25.Bölüm (Huysuz)

844 78 76
                                    

NATSU

"Natsu, sana verdiğim şu..." Gray'in birden odaya girmesiyle öpücüklerimi kesip çarşafı Lucy'nin üstüne çekmek zorunda kalmıştım.

"Tanrım! Çok özür dilerim, çok üzgünüm!"

"Kapı tıklatmak nedir bilmez misin sen?!"

Acemice gözlerini kapatmaya çalışırken "Bunu sen mi söylüyorsun?!" diye bağırmıştı haklı olarak. "Odama bir kere insan gibi girdiğin yok, nerden bilebilirdim ki senin... Senin... Sizin... Ah, tanrım. Ciddi misiniz siz?!"

Göz devirip "Evet, bir sorun mu var?" diye sordum. "Kendi odamda bile özelim yok, daha ne kadar hayatıma burnunu sokacaksın?"

"Özeline isteyerek burnumu sokmuş değilim ama Lucy'i nasıl kandırdığını merak ediyorum doğrusu."

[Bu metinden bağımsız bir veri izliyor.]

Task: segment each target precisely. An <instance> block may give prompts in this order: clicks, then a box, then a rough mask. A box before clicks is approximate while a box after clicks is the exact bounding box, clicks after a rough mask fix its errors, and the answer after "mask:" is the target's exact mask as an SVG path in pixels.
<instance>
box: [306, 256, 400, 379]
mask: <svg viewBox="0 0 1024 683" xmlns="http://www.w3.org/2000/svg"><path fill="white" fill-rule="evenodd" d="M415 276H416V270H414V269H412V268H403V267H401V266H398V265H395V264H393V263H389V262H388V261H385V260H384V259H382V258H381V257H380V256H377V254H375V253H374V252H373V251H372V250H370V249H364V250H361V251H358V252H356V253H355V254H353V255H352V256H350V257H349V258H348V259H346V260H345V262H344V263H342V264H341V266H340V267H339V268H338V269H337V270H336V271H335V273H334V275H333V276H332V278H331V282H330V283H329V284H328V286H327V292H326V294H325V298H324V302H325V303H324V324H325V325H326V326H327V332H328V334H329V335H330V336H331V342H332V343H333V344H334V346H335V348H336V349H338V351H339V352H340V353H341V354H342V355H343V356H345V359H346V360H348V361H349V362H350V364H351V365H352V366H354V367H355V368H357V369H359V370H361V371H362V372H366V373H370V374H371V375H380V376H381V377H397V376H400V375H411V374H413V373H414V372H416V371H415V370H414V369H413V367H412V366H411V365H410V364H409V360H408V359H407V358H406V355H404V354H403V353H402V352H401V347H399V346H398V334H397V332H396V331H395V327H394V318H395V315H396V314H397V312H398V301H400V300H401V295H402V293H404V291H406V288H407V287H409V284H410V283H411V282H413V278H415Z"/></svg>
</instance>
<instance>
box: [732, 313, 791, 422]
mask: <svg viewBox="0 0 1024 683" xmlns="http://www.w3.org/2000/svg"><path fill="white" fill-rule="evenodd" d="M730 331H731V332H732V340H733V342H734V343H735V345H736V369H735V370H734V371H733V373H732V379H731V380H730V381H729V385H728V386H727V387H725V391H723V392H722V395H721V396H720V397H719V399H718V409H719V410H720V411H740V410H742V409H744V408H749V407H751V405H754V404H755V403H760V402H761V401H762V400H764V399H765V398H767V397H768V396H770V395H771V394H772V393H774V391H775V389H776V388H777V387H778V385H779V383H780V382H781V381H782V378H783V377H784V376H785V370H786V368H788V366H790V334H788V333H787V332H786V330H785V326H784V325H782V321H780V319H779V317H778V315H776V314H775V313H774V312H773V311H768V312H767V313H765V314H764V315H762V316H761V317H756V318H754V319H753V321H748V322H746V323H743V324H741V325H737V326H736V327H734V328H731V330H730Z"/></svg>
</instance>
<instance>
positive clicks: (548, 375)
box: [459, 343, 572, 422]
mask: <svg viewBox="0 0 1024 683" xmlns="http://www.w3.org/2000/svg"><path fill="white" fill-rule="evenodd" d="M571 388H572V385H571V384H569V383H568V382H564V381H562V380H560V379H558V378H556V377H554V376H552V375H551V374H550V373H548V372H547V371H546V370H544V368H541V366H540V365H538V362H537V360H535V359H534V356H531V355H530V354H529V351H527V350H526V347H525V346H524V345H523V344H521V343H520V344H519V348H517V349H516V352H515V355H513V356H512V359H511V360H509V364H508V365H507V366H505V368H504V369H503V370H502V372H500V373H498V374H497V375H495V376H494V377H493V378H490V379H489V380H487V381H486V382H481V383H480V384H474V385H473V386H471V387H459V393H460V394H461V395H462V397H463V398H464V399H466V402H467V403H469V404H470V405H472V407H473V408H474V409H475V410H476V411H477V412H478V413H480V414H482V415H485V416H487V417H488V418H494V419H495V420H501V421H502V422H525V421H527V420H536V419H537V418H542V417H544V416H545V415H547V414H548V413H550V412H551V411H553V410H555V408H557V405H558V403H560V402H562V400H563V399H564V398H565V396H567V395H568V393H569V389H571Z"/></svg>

"Kandırmak mı?! Nasıl cüret edersin, asla öyle bir şey yapmadım. Lucy'e sor."

"Lucy..."

Lucy huysuz bir sesle "Sana da günaydın Gray." dediğinde Gray bir an olayı unutup gözlerini açmıştı. "Evet, günay..." Tatlı sabah haliyle Lucy'i görünce telaşla tekrar gözlerini kapatıp "Tanrım..." demişti. "Çok üzgünüm!"

Göz devirip Lucy'e tişörtümü uzattım, giyinmesinden sonra "Gözlerini açabilirsin." demiştim odamdaki yabancı maddeye doğru.

"Emin misin? Bu yanlış olmaz mı?" Omuz silkip "Hayır." dedim. "Neden olsun ki?" Titrek bir sesle "Gerçekten mi?" diye sormuştu inanamayarak. Sabrım taşınca yüksek bir sesle "Evet!" dedim en sonunda.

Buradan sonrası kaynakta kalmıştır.